GOLDEN, Colo. -- As automakers pursue more powerful, streamlined engines that run on higher-octane fuel (HOF), a new study questions whether terminals today can actually store the greater quantities of ethanol blended into the finished product.
First, some background: Automakers are interested in turbocharged engines as one path to meeting the stringent Corporate Average Fuel Economy (CAFE) standards goal set for 2025, which requires the overall vehicle fleet to hit 54.5 miles per gallon in fuel economy, as well as make greenhouse-gas emission reductions. HOFs allow manufacturers to downspeed and downsize the engine for greater efficiency gains.

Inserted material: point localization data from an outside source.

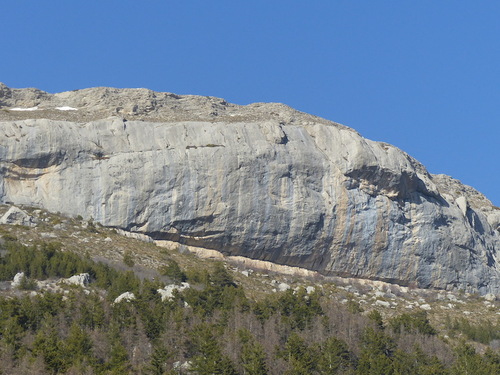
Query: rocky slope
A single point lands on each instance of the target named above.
(262, 181)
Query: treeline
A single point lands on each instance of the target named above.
(210, 328)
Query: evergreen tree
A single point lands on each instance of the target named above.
(253, 357)
(301, 358)
(158, 363)
(376, 353)
(335, 357)
(208, 359)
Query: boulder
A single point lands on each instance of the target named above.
(261, 181)
(16, 216)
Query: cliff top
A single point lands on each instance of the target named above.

Fuel octane ratings in the United States usually range up to 93 for premium. HOFs would have an octane closer to 95 or 96. Ethanol is an easy way to boost octane; a fuel blend with 25% to 30% ethanol—E25 or E30—would get gasoline close to the octane required to boost efficiency.
According to data from the Oil Price Information Service, more than 1,200 terminals in the United States can store or are capable of storing ethanol. However, a technical report by the National Renewable Energy Laboratory (NREL) found several issues that could hinder their ability to take on greater volumes of ethanol for HOFs. They include:
- Land availability for more tanks and unloading equipment, and to handle more truck traffic for ethanol deliveries
- Most tanks at terminals already are near capacity
- Increasingly time-consuming and challenging permitting and regulatory processes for adding new tanks
- The need to reconfigure loading racks and bays to handle more equipment for filling trucks
- Existing customers already have leased a “significant amount” of existing capacity at terminals under long-term contracts for specific fuels and volumes.
The conclusion: Terminals can add tanks to store more ethanol for HOF, but there must be a strong business case first.